Le Sezioni Unite della Corte di Cassazione hanno pubblicato in data 24 agosto 2022 due importanti sentenze "gemelle" ( n. 25317 e n. 25318 ) entrambe aventi ad oggetto la materia della cittadinanza italiana per diritto di sangue (iure sanguinis).

L'intervento delle Sezioni Unite era particolarmente atteso dato che erano (e sono) attualmente pendenti innanzi alla Corte di Appello diverse centinaia di appelli presentati dal Ministero dell'Interno, tutti vertenti sulla medesima questione giuridica.

La vicenda all'esame della Suprema Corte

La cittadinanza italiana per diritto di sangue si trasmette senza limiti generazionali. Di conseguenza, qualora si dimostri di avere un ascendente italiano, anche molto lontano (con il solo limite che questi sia deceduto dopo la proclamazione del Regno d'Italia e che non abbia mai perso in vita la cittadinanza italiana), è possibile ottenere il riconoscimento della cittadinanza italiana iure sanguinis anche a distanza di molti anni e di molte generazioni.

E' ciò che avevano chiesto alcuni cittadini brasiliani, discendenti di un cittadino italiano emigrato (come milioni di altri nostri connazionali) alla fine del Diciannovesimo Secolo nel continente Americano, i quali, dopo aver ricostruito documentalmente la catena di discendenza italiana, si erano rivolti al Tribunale ordinario di Roma.
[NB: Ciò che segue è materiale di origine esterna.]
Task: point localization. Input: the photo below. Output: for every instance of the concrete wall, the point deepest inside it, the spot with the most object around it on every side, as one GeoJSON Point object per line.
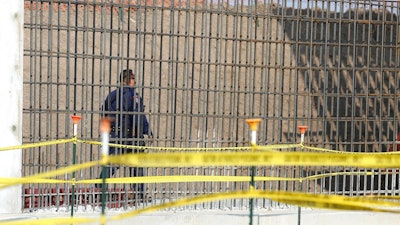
{"type": "Point", "coordinates": [11, 52]}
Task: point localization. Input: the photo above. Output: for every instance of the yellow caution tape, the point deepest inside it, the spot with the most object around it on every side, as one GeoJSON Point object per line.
{"type": "Point", "coordinates": [62, 171]}
{"type": "Point", "coordinates": [296, 198]}
{"type": "Point", "coordinates": [38, 144]}
{"type": "Point", "coordinates": [365, 160]}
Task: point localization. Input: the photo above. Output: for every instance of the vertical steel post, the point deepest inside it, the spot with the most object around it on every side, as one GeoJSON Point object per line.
{"type": "Point", "coordinates": [105, 129]}
{"type": "Point", "coordinates": [253, 123]}
{"type": "Point", "coordinates": [75, 120]}
{"type": "Point", "coordinates": [302, 130]}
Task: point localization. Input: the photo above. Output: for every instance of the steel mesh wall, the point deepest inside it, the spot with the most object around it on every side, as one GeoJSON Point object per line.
{"type": "Point", "coordinates": [203, 67]}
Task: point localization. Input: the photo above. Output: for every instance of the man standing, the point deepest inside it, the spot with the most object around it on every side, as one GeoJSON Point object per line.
{"type": "Point", "coordinates": [125, 109]}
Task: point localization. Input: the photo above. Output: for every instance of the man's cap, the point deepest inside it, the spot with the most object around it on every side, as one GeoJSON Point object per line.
{"type": "Point", "coordinates": [125, 74]}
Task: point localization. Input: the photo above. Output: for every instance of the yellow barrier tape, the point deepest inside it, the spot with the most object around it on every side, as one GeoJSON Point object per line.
{"type": "Point", "coordinates": [168, 148]}
{"type": "Point", "coordinates": [176, 179]}
{"type": "Point", "coordinates": [296, 198]}
{"type": "Point", "coordinates": [337, 151]}
{"type": "Point", "coordinates": [38, 144]}
{"type": "Point", "coordinates": [275, 147]}
{"type": "Point", "coordinates": [61, 171]}
{"type": "Point", "coordinates": [365, 160]}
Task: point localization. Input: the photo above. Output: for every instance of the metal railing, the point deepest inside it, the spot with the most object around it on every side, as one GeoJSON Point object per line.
{"type": "Point", "coordinates": [202, 68]}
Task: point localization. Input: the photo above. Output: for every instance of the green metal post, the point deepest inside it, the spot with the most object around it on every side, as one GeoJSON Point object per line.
{"type": "Point", "coordinates": [75, 120]}
{"type": "Point", "coordinates": [302, 130]}
{"type": "Point", "coordinates": [253, 123]}
{"type": "Point", "coordinates": [105, 129]}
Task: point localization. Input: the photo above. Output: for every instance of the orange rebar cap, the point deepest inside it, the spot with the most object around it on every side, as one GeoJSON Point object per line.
{"type": "Point", "coordinates": [105, 125]}
{"type": "Point", "coordinates": [253, 123]}
{"type": "Point", "coordinates": [302, 129]}
{"type": "Point", "coordinates": [75, 119]}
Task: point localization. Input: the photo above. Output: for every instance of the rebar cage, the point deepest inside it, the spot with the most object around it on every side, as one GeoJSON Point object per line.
{"type": "Point", "coordinates": [202, 68]}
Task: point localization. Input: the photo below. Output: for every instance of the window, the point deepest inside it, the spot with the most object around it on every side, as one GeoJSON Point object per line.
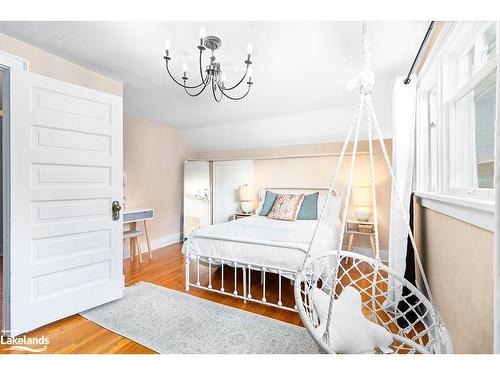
{"type": "Point", "coordinates": [456, 113]}
{"type": "Point", "coordinates": [456, 123]}
{"type": "Point", "coordinates": [472, 125]}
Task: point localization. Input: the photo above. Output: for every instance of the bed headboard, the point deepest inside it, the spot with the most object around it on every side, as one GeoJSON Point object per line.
{"type": "Point", "coordinates": [301, 190]}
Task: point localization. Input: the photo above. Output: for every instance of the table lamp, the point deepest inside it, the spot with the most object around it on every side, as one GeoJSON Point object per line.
{"type": "Point", "coordinates": [362, 199]}
{"type": "Point", "coordinates": [247, 198]}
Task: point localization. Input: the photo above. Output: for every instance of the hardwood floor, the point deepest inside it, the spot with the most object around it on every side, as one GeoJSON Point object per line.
{"type": "Point", "coordinates": [79, 335]}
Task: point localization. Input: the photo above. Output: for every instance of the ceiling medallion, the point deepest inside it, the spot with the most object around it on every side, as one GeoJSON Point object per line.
{"type": "Point", "coordinates": [213, 76]}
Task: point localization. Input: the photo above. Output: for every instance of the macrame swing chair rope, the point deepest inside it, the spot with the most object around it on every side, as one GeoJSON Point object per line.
{"type": "Point", "coordinates": [387, 299]}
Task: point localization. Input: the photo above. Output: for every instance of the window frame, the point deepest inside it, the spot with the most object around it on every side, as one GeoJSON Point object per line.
{"type": "Point", "coordinates": [454, 40]}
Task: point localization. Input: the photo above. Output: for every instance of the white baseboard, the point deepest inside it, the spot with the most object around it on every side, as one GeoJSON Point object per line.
{"type": "Point", "coordinates": [156, 243]}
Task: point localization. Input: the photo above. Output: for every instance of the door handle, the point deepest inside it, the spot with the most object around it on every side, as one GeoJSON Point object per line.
{"type": "Point", "coordinates": [116, 210]}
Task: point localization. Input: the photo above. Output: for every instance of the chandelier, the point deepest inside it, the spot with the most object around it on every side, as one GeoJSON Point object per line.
{"type": "Point", "coordinates": [212, 75]}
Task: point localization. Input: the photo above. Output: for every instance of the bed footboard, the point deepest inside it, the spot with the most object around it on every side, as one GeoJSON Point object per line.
{"type": "Point", "coordinates": [196, 264]}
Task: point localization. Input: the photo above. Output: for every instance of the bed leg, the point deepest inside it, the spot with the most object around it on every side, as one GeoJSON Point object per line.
{"type": "Point", "coordinates": [187, 272]}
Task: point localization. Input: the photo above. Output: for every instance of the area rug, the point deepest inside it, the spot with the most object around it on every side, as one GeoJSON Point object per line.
{"type": "Point", "coordinates": [171, 322]}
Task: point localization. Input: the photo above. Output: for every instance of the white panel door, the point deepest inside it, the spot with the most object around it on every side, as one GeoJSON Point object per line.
{"type": "Point", "coordinates": [228, 176]}
{"type": "Point", "coordinates": [66, 170]}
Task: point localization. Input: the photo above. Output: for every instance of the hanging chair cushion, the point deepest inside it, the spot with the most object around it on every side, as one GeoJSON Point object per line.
{"type": "Point", "coordinates": [350, 332]}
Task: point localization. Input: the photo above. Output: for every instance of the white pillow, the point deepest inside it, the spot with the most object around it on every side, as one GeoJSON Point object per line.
{"type": "Point", "coordinates": [350, 331]}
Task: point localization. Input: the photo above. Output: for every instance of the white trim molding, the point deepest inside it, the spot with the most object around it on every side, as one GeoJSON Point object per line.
{"type": "Point", "coordinates": [13, 62]}
{"type": "Point", "coordinates": [475, 211]}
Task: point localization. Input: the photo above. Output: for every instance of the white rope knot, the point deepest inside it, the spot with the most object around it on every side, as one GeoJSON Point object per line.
{"type": "Point", "coordinates": [365, 80]}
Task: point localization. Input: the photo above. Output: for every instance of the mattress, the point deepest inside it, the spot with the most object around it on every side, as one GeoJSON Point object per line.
{"type": "Point", "coordinates": [260, 241]}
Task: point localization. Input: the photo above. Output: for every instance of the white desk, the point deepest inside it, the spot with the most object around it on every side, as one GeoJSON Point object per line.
{"type": "Point", "coordinates": [132, 216]}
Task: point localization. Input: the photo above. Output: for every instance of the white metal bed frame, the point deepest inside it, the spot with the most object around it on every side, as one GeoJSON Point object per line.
{"type": "Point", "coordinates": [244, 266]}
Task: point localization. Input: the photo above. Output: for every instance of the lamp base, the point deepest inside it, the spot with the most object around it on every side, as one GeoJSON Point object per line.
{"type": "Point", "coordinates": [363, 213]}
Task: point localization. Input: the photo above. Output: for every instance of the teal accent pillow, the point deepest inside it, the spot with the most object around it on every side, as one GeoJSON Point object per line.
{"type": "Point", "coordinates": [268, 203]}
{"type": "Point", "coordinates": [309, 208]}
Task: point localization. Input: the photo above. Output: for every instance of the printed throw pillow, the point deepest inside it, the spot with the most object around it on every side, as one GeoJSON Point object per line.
{"type": "Point", "coordinates": [286, 207]}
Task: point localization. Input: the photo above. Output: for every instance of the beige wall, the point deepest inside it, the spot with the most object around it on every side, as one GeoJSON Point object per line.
{"type": "Point", "coordinates": [458, 259]}
{"type": "Point", "coordinates": [277, 169]}
{"type": "Point", "coordinates": [50, 65]}
{"type": "Point", "coordinates": [153, 160]}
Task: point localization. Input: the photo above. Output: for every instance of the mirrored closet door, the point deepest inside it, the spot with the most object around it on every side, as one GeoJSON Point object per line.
{"type": "Point", "coordinates": [197, 195]}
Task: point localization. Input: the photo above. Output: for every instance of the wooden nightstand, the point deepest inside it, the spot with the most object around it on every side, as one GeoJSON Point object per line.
{"type": "Point", "coordinates": [240, 215]}
{"type": "Point", "coordinates": [360, 228]}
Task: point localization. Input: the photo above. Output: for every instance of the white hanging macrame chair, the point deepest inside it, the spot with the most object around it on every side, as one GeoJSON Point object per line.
{"type": "Point", "coordinates": [387, 298]}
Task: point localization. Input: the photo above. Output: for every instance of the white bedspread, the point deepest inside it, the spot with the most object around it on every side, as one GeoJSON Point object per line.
{"type": "Point", "coordinates": [261, 241]}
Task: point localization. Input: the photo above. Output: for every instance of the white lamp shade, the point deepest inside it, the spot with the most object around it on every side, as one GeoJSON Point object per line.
{"type": "Point", "coordinates": [362, 196]}
{"type": "Point", "coordinates": [247, 193]}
Tuttavia, il Ministero dell'Interno (contraddittore in questo tipo di giudizi) aveva eccepito la perdita della cittadinanza italiana da parte dell'avo emigrante. In particolare, secondo la tesi ministeriale, questo nostro concittadino si sarebbe trovato in Brasile nell'anno 1889, allorché lo Stato brasiliano adottò il decreto n. 58-A del 14 dicembre del 1889, con il quale di fatto invitò tutti gli emigranti presenti sul territorio brasiliano a dichiarare entro un termine di sei mesi (poi prorogato) la volontà di mantenere la cittadinanza di origine, altrimenti sarebbero stati considerati automaticamente cittadini brasiliani. Dalla mancata presentazione di tale dichiarazione, il Ministero afferiva che l'avo emigrante avesse acquisito la cittadinanza brasiliana e, che, quindi, avesse perso la cittadinanza italiana. Ed invero, ai sensi dell'articolo 11 del Codice Civile del 1865, n. 2 (applicabile ratione temporis alla fattispecie de qua) chiunque avesse "ottenuto la cittadinanza in paese estero" perdeva la cittadinanza italiana.
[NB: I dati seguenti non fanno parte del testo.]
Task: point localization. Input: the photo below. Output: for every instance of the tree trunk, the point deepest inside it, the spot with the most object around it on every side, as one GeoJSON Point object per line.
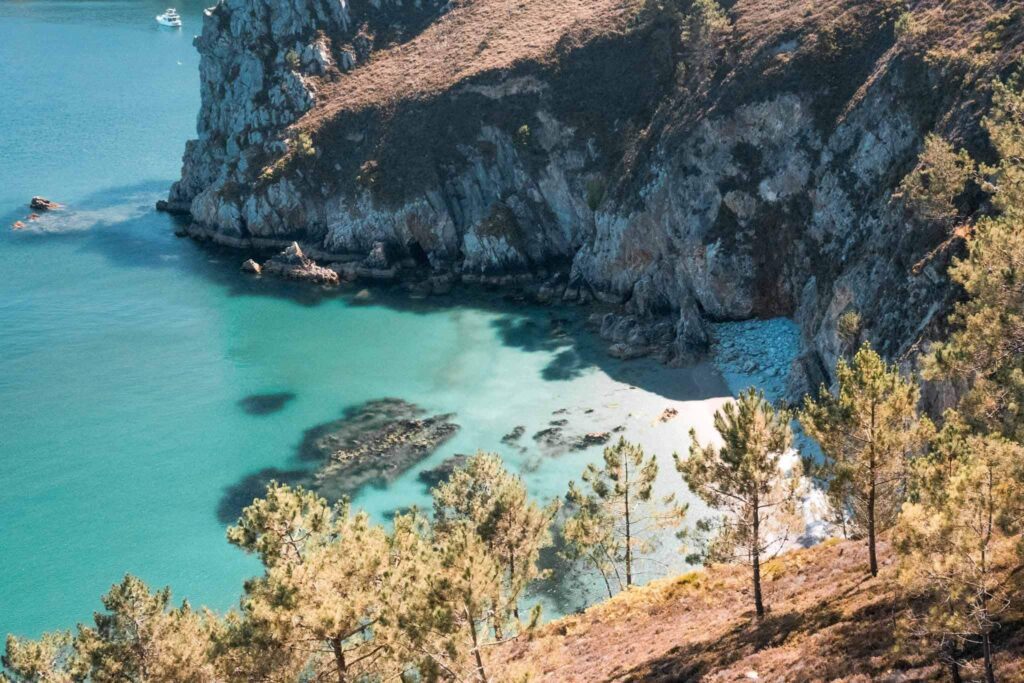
{"type": "Point", "coordinates": [954, 672]}
{"type": "Point", "coordinates": [476, 651]}
{"type": "Point", "coordinates": [339, 659]}
{"type": "Point", "coordinates": [758, 602]}
{"type": "Point", "coordinates": [871, 557]}
{"type": "Point", "coordinates": [989, 668]}
{"type": "Point", "coordinates": [629, 543]}
{"type": "Point", "coordinates": [515, 598]}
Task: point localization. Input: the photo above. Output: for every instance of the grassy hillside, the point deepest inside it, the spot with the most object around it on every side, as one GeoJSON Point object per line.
{"type": "Point", "coordinates": [827, 621]}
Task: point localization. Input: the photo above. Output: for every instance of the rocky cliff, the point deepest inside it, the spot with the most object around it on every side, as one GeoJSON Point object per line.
{"type": "Point", "coordinates": [680, 161]}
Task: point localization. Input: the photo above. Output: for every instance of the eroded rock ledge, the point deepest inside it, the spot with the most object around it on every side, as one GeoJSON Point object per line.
{"type": "Point", "coordinates": [616, 152]}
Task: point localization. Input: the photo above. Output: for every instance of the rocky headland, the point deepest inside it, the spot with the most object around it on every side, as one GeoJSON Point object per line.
{"type": "Point", "coordinates": [672, 162]}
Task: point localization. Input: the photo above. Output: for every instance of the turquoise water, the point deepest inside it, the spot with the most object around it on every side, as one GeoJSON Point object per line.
{"type": "Point", "coordinates": [124, 351]}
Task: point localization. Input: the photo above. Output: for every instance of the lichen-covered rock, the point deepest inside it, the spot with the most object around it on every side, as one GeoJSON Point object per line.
{"type": "Point", "coordinates": [750, 176]}
{"type": "Point", "coordinates": [43, 204]}
{"type": "Point", "coordinates": [293, 264]}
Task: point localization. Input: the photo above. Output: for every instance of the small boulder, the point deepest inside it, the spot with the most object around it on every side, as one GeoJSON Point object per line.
{"type": "Point", "coordinates": [292, 263]}
{"type": "Point", "coordinates": [43, 204]}
{"type": "Point", "coordinates": [378, 259]}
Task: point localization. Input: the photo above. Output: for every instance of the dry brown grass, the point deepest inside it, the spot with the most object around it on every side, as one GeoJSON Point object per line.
{"type": "Point", "coordinates": [474, 37]}
{"type": "Point", "coordinates": [828, 621]}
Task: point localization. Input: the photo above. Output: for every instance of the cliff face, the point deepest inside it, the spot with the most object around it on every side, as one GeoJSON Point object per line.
{"type": "Point", "coordinates": [683, 164]}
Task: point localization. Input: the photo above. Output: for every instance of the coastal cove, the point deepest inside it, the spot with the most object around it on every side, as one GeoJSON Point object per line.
{"type": "Point", "coordinates": [147, 387]}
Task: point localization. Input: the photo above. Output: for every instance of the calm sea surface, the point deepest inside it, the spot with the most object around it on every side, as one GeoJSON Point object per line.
{"type": "Point", "coordinates": [125, 352]}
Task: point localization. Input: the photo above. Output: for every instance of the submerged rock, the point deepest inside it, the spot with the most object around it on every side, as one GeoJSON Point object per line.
{"type": "Point", "coordinates": [293, 264]}
{"type": "Point", "coordinates": [265, 403]}
{"type": "Point", "coordinates": [441, 473]}
{"type": "Point", "coordinates": [374, 443]}
{"type": "Point", "coordinates": [591, 438]}
{"type": "Point", "coordinates": [43, 204]}
{"type": "Point", "coordinates": [514, 435]}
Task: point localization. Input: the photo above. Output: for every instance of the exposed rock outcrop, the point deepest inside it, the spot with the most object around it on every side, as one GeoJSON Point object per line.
{"type": "Point", "coordinates": [293, 264]}
{"type": "Point", "coordinates": [43, 204]}
{"type": "Point", "coordinates": [620, 152]}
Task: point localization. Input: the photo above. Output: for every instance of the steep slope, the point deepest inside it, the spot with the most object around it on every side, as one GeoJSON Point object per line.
{"type": "Point", "coordinates": [828, 621]}
{"type": "Point", "coordinates": [656, 156]}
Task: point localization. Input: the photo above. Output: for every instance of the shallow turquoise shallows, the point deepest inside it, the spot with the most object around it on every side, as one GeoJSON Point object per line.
{"type": "Point", "coordinates": [124, 351]}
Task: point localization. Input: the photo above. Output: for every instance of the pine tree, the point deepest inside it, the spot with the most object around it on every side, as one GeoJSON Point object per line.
{"type": "Point", "coordinates": [495, 502]}
{"type": "Point", "coordinates": [743, 478]}
{"type": "Point", "coordinates": [43, 660]}
{"type": "Point", "coordinates": [452, 622]}
{"type": "Point", "coordinates": [141, 639]}
{"type": "Point", "coordinates": [950, 540]}
{"type": "Point", "coordinates": [987, 347]}
{"type": "Point", "coordinates": [939, 177]}
{"type": "Point", "coordinates": [868, 432]}
{"type": "Point", "coordinates": [619, 521]}
{"type": "Point", "coordinates": [321, 605]}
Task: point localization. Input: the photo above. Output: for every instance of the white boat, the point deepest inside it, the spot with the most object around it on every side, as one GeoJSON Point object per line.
{"type": "Point", "coordinates": [170, 17]}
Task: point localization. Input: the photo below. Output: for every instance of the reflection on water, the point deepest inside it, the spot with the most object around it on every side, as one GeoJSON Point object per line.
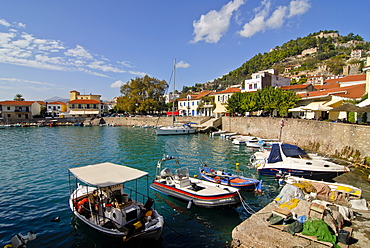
{"type": "Point", "coordinates": [35, 188]}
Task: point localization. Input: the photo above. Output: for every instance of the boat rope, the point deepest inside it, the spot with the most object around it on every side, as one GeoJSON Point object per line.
{"type": "Point", "coordinates": [245, 205]}
{"type": "Point", "coordinates": [201, 235]}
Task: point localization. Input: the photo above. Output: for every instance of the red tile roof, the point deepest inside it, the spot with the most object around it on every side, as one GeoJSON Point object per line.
{"type": "Point", "coordinates": [57, 102]}
{"type": "Point", "coordinates": [84, 101]}
{"type": "Point", "coordinates": [349, 78]}
{"type": "Point", "coordinates": [293, 87]}
{"type": "Point", "coordinates": [229, 90]}
{"type": "Point", "coordinates": [196, 96]}
{"type": "Point", "coordinates": [352, 91]}
{"type": "Point", "coordinates": [21, 103]}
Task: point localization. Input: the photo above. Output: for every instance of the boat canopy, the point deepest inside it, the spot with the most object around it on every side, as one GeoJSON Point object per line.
{"type": "Point", "coordinates": [288, 150]}
{"type": "Point", "coordinates": [106, 174]}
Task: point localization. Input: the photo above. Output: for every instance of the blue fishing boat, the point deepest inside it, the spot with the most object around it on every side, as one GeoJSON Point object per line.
{"type": "Point", "coordinates": [230, 179]}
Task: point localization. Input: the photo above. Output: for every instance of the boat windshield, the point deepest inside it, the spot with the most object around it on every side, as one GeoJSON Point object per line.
{"type": "Point", "coordinates": [294, 151]}
{"type": "Point", "coordinates": [291, 151]}
{"type": "Point", "coordinates": [182, 173]}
Il Tribunale di Roma rigettava l'eccezione ministeriale, anche perché i discendenti avevano prodotto un'attestazione della competente Autorità brasiliana che dichiarava che l'avo emigrante non aveva mai acquisito la cittadinanza italiana (cd. certidão negativa de naturalização).
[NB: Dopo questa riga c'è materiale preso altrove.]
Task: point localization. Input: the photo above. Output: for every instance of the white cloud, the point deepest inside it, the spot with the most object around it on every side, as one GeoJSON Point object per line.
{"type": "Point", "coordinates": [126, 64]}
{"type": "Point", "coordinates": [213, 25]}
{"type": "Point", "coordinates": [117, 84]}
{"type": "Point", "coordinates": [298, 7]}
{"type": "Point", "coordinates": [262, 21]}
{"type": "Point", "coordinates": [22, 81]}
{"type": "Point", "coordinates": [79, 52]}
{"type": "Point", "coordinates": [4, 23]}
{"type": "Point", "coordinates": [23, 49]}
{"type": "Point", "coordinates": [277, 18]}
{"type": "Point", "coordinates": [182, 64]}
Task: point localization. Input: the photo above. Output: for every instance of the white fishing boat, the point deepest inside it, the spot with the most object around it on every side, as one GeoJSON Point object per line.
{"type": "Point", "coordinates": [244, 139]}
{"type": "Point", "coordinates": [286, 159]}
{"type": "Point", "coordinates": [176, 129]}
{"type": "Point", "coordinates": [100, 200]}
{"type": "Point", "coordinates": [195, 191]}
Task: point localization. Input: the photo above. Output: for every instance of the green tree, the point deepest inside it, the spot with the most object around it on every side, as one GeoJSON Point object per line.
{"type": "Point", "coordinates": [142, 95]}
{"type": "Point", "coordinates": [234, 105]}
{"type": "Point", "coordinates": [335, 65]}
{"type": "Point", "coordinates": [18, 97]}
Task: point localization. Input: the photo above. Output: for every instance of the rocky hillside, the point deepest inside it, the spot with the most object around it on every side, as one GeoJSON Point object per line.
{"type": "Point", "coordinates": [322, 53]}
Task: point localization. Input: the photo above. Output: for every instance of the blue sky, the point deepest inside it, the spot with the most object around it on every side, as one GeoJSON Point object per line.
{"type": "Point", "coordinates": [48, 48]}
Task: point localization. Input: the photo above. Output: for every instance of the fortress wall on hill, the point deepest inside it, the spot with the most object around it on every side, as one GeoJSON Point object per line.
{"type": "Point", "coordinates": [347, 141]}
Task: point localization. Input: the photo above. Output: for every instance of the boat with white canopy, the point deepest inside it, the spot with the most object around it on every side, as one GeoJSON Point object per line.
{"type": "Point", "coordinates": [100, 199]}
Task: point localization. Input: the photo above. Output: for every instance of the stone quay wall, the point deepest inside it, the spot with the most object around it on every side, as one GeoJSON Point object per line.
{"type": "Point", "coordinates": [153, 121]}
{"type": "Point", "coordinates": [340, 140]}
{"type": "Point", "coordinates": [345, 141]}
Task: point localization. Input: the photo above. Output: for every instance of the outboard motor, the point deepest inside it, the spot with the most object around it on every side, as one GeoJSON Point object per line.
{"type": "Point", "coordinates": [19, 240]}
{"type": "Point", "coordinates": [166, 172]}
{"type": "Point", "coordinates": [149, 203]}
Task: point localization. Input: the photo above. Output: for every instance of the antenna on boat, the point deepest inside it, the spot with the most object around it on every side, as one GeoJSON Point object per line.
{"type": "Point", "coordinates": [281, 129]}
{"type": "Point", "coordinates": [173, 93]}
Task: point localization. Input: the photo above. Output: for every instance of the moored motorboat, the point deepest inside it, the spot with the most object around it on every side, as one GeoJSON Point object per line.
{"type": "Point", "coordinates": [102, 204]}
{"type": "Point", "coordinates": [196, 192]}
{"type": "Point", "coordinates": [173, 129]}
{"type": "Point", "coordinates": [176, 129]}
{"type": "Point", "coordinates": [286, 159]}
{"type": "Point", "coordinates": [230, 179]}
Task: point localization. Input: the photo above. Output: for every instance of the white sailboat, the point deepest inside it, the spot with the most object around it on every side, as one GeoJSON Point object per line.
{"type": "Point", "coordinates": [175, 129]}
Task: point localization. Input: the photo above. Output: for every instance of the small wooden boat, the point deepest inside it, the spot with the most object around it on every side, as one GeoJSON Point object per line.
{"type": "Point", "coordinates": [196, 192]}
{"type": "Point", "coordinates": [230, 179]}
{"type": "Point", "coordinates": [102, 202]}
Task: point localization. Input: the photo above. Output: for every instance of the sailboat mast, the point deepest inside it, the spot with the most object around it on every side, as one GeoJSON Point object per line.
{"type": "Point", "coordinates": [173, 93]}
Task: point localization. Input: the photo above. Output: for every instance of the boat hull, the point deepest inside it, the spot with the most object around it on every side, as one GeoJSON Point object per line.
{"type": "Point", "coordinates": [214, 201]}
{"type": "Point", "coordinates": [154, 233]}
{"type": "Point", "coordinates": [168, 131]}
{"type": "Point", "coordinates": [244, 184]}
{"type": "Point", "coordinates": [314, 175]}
Tuttavia, la decisione di primo grado che riconosceva la cittadinanza italiana ai discendenti veniva ribaltata dalla Corte di Appello di Roma con la sentenza n. 5171/2021 del 14/07/2021. In sostanza, la Corte di Appello riteneva che l'ottenimento della cittadinanza straniera poteva avvenire anche in forma tacita e, dunque, per non aver manifestato una volontà contraria all'ottenimento della cittadinanza straniera (né era ostativo il certificato di non naturalizzazione prodotto dagli interessati, data la sua genericità). Per di più, la Corte di Appello sosteneva che anche il figlio dell'avo emigrante, già nato sul suolo brasiliano e considerato iure soli cittadino brasiliano, avesse tacitamente perso l'eventuale cittadinanza italiana trasmessa iure sanguinis dal padre, posto che, alla maggiore età, egli non avrebbe rinunciato alla cittadinanza brasiliana in favore di quella italiana, manifestando così la volontà implicita di perdere ogni legame con la nazionalità italiana.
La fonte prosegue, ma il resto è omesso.